In the current study, three strains of S. capitis were isolated from the cerebrospinal fluid of a hospitalized patient. We analyzed these strains by WGS and virulence assays to explore the effect of clinical medication on antimicrobial susceptibility phenotype, virulence and the driving mutations.
Materials and Methods
The current study was conducted in accordance with the Declaration of Helsinki and approved by the ethics committee of The First Affiliated Hospital, College of Medicine, Zhejiang University, Hangzhou, China (No:RN.2019.132). Written informed consent was obtained from patient and healthy blood donor.

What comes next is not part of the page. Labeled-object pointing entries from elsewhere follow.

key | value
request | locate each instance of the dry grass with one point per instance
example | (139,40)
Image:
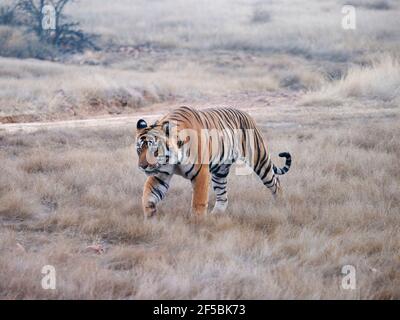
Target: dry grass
(61,191)
(379,82)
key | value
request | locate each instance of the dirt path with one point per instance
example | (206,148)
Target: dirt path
(114,121)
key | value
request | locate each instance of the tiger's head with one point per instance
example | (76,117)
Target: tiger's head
(152,146)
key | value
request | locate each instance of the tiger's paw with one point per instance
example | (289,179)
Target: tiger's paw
(219,207)
(150,210)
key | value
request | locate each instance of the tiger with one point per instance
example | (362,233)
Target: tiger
(201,146)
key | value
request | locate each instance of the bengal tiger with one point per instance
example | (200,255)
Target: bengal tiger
(202,145)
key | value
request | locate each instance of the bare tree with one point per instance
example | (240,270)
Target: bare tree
(66,34)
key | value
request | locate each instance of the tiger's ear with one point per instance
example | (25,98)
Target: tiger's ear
(141,124)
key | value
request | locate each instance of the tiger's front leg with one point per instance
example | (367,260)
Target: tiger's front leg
(200,191)
(155,189)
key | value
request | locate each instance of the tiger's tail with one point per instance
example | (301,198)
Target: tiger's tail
(286,167)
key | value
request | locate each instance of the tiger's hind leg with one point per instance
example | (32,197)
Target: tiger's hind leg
(219,183)
(269,179)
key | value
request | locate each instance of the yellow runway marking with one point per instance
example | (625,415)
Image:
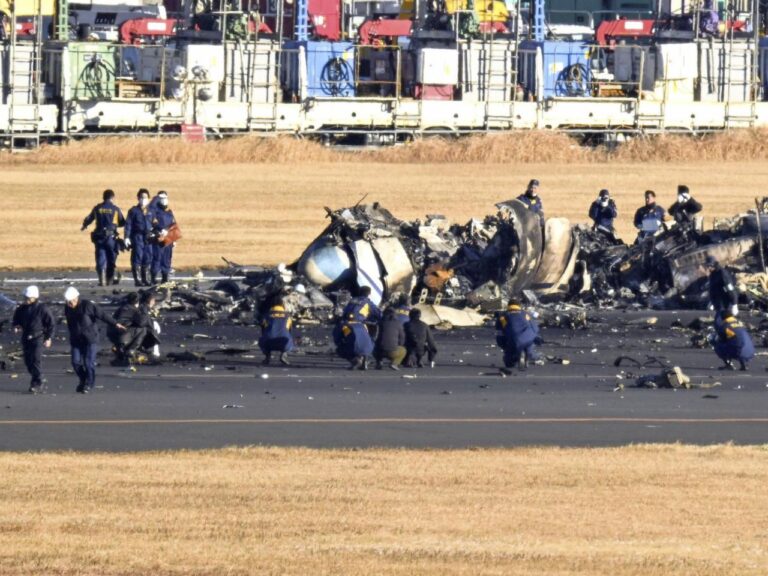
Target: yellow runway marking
(128,422)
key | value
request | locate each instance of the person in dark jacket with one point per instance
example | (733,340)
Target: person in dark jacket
(390,343)
(686,207)
(82,316)
(137,324)
(518,336)
(37,326)
(723,296)
(733,343)
(418,341)
(138,225)
(108,219)
(353,342)
(649,218)
(531,198)
(603,212)
(276,333)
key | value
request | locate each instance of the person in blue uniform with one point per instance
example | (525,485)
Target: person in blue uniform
(517,335)
(649,218)
(603,212)
(138,225)
(531,198)
(276,333)
(37,325)
(162,254)
(108,219)
(402,310)
(353,342)
(82,316)
(723,295)
(733,343)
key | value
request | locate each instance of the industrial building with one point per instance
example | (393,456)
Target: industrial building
(377,71)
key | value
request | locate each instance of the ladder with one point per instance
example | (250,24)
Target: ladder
(301,27)
(24,85)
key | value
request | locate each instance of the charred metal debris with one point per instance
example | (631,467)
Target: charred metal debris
(458,274)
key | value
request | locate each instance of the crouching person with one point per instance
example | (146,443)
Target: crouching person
(276,334)
(418,341)
(390,343)
(518,336)
(733,343)
(353,342)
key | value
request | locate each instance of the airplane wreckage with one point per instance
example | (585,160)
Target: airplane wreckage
(457,274)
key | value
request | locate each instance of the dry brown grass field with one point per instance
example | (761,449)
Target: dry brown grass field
(267,212)
(643,510)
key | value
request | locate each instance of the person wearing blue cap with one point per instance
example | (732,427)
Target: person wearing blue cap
(531,198)
(37,325)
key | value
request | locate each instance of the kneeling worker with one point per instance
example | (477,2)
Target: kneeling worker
(733,343)
(353,342)
(519,334)
(418,341)
(276,333)
(390,343)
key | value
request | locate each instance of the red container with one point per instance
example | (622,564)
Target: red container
(433,92)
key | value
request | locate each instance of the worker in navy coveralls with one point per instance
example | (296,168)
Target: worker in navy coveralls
(162,220)
(518,334)
(138,225)
(603,212)
(649,218)
(733,343)
(37,325)
(108,219)
(276,333)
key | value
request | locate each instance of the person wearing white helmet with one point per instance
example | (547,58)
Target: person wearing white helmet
(82,316)
(37,326)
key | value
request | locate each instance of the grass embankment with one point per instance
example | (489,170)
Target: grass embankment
(261,201)
(646,510)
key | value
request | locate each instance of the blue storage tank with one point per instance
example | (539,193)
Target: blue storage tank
(763,65)
(330,68)
(555,69)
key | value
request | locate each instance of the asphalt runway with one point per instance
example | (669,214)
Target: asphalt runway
(230,399)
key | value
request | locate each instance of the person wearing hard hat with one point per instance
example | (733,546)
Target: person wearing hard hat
(82,316)
(108,219)
(37,326)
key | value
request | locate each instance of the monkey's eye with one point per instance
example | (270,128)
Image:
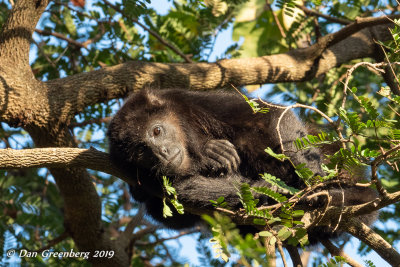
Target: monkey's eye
(156,131)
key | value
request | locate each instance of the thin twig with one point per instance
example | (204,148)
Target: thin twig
(334,251)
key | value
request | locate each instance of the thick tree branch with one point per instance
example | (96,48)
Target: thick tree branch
(81,90)
(16,34)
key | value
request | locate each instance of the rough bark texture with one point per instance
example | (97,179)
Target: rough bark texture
(45,109)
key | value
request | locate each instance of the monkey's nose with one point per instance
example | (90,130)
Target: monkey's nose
(164,152)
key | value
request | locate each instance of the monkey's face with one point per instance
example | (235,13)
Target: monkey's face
(165,143)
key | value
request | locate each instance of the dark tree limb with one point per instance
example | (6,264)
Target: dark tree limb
(372,239)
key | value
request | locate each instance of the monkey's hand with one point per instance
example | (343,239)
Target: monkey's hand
(221,157)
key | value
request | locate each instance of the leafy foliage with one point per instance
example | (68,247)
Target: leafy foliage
(173,199)
(107,35)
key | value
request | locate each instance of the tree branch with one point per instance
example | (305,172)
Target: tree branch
(334,251)
(85,89)
(62,37)
(372,239)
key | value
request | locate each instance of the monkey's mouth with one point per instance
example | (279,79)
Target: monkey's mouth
(173,162)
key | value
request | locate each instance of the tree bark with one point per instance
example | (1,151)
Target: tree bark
(45,109)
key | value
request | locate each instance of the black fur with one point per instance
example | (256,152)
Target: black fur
(205,142)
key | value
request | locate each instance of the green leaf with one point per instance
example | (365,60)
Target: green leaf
(279,183)
(265,234)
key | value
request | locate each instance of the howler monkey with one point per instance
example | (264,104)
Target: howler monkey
(206,142)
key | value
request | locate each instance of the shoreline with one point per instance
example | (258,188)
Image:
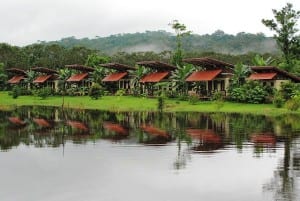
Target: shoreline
(138,104)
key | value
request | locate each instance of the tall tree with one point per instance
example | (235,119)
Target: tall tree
(285,27)
(3,76)
(180,30)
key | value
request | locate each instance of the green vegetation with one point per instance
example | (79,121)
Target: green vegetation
(285,27)
(129,103)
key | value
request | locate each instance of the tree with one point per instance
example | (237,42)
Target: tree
(94,60)
(137,76)
(63,75)
(285,27)
(180,30)
(259,60)
(179,76)
(241,72)
(3,77)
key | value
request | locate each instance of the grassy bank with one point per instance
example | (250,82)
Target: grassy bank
(128,103)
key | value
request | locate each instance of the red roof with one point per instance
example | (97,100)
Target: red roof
(16,79)
(154,131)
(262,76)
(205,135)
(154,77)
(203,75)
(77,125)
(114,77)
(16,120)
(42,78)
(77,77)
(42,122)
(115,127)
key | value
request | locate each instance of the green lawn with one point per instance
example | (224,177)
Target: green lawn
(128,103)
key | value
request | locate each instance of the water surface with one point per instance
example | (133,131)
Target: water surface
(49,154)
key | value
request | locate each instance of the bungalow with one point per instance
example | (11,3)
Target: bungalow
(214,76)
(47,77)
(160,72)
(273,76)
(120,79)
(18,76)
(81,79)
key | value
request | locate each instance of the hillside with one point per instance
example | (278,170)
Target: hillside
(158,41)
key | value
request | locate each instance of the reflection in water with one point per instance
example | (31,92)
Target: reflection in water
(193,135)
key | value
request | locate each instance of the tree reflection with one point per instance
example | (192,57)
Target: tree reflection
(284,184)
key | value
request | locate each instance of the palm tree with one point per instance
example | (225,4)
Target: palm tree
(179,76)
(241,72)
(137,76)
(30,77)
(63,75)
(98,74)
(258,60)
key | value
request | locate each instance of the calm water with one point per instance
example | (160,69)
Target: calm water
(53,155)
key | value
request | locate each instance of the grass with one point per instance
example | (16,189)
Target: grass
(129,103)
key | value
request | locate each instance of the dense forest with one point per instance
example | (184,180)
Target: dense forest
(130,48)
(158,41)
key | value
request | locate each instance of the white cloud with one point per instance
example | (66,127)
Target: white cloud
(26,21)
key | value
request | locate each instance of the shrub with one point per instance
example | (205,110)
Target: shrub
(160,104)
(95,91)
(217,96)
(278,100)
(288,89)
(15,92)
(44,92)
(250,92)
(293,104)
(120,92)
(193,99)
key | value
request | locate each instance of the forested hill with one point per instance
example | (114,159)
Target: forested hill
(158,41)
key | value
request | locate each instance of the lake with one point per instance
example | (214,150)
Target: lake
(53,155)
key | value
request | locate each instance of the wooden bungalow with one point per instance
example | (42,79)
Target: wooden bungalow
(17,76)
(160,72)
(273,76)
(47,77)
(214,76)
(83,76)
(120,79)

Three strains were isolated from the cerebrospinal fluid of a clinical patient with a carotid artery rupture admitted to the First Affiliated Hospital of Zhejiang University. The patient was treated with eight antimicrobial agents such as linezolid, tigecycline, meropenem, polymyxin et al throughout their hospital stay, six antibiotics were introduced after the isolation of the first strain. The isolates were named Sca70935, Sca71187, and Sca71207. The bacteria identification was performed by Matrix-Assisted Laser Desorption/Ionization Time of Flight Mass Spectrometry (MALDI-TOF MS) and WGS. Isolate Sca70935 (the first isolate) was used as a reference strain for the SNPs analysis.

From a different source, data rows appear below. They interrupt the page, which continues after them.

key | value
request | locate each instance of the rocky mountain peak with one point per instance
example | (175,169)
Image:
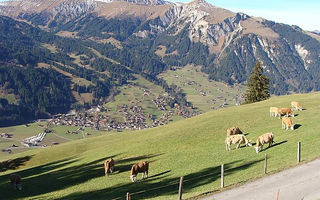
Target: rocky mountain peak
(140,2)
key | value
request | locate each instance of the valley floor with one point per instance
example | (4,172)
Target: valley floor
(297,183)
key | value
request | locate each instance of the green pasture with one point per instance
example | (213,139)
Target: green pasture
(216,93)
(193,148)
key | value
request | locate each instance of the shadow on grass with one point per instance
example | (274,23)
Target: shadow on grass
(159,185)
(57,176)
(274,145)
(13,163)
(119,167)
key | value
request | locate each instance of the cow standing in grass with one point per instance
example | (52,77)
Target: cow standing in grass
(140,167)
(238,140)
(296,105)
(15,180)
(285,111)
(273,111)
(287,123)
(266,138)
(108,166)
(233,131)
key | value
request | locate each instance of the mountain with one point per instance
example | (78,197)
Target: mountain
(149,37)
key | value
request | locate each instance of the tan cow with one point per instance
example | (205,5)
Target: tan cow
(287,123)
(273,111)
(108,166)
(296,105)
(233,131)
(236,139)
(15,180)
(140,167)
(264,139)
(285,111)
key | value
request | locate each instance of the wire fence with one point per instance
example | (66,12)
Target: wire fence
(182,180)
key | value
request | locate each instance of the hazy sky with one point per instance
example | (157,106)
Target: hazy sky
(304,13)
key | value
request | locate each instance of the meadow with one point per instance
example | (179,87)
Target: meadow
(193,148)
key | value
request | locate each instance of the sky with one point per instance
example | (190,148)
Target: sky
(304,13)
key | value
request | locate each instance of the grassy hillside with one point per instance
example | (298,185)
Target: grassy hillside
(193,148)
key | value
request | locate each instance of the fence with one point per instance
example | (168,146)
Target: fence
(180,190)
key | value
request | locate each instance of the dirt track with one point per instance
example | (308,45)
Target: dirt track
(302,182)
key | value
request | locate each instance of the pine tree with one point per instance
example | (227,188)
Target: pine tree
(258,86)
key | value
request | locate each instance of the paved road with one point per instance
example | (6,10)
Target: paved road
(302,182)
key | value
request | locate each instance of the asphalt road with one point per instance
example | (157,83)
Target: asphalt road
(301,182)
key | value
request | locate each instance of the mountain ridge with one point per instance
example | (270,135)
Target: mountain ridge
(231,43)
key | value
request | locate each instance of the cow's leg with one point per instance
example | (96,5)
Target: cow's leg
(227,147)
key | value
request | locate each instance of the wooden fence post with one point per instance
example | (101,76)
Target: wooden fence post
(277,197)
(222,176)
(299,152)
(265,163)
(180,188)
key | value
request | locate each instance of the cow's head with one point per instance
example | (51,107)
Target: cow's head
(133,178)
(19,186)
(257,149)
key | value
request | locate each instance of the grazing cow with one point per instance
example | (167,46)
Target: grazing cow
(233,131)
(273,111)
(140,167)
(296,105)
(238,140)
(285,111)
(15,180)
(263,139)
(108,166)
(287,123)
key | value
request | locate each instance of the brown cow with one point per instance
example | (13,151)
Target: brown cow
(236,139)
(287,123)
(263,139)
(285,111)
(140,167)
(233,131)
(15,180)
(108,166)
(273,111)
(296,105)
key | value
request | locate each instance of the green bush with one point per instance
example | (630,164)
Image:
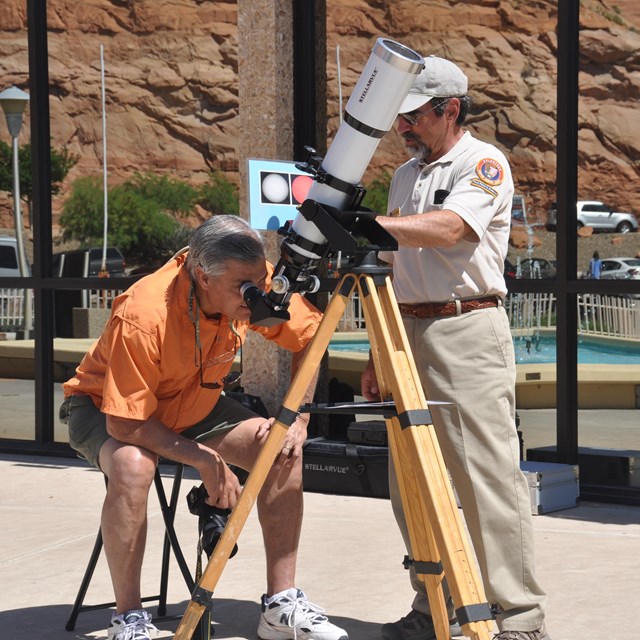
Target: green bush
(378,193)
(172,196)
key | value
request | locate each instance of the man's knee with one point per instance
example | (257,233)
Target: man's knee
(132,468)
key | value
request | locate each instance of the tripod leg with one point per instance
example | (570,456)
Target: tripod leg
(422,542)
(422,458)
(270,450)
(429,570)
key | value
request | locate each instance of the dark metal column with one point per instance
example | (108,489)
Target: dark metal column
(42,235)
(309,77)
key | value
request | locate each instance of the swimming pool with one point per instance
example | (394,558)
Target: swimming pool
(541,349)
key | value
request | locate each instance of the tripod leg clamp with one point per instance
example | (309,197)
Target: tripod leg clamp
(287,416)
(423,567)
(413,417)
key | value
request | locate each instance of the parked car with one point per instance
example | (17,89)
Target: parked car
(599,216)
(537,269)
(509,269)
(80,263)
(87,263)
(620,269)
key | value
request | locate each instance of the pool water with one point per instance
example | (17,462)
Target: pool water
(542,349)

Antimicrobial Susceptibility Testing
Antimicrobial susceptibility of each isolate to penicillin G, oxacillin, gentamicin, clindamycin, erythromycin, quinupristin/dafostine, trimethoprim/sulfamethoxazole, rifampicin, ciprofloxacin, levofloxacin, tigecycline, linezolid, and vancomycin was determined by using the agar dilution method, and interpreted according to the Clinical and Laboratory Standard Institute (CLSI) 2018recommendations.10
Genome Sequencing and Analysis
Genomic DNA was extracted from the three S. capitis isolates by using the Gentra Puregene Yeast/Bact Kit (Qiagen, Hilden, Germany), according to the manufacturer’s instructions. The isolated DNA was sequenced by using the lllumina Novaseq platform. The Trimmomatic software was used to filter low-quality reads. The filtered reads were assembled using the SPAdes Software. Online tools (http://www.genomicepidemiology.org/) were used to identify the acquired antimicrobial resistance genes and the plasmids. For genes whose function could not be annotated by using the RAST Annotation Server, other online tools (https://predictprotein.org/) were used. The command-line PHIGARO software was used for prophage prediction and a web tool CRISPRfinder was used to identify clustered regularly interspaced short palindromic repeats with associated genes (CRISPR/cas). The TMHMM 2.0c program (http://www.cbs.dtu.dk/index.php) was used to predict the presence of transmembrane helices in protein. Structurally similar homologous proteins were identified using the SWISS-MODEL website (https://www.swissmodel.expasy.org) to predict protein function.11 The Snippy pipeline, version 3.0 (https://github.com/tseemann/snippy), was used for read mapping and variant calling.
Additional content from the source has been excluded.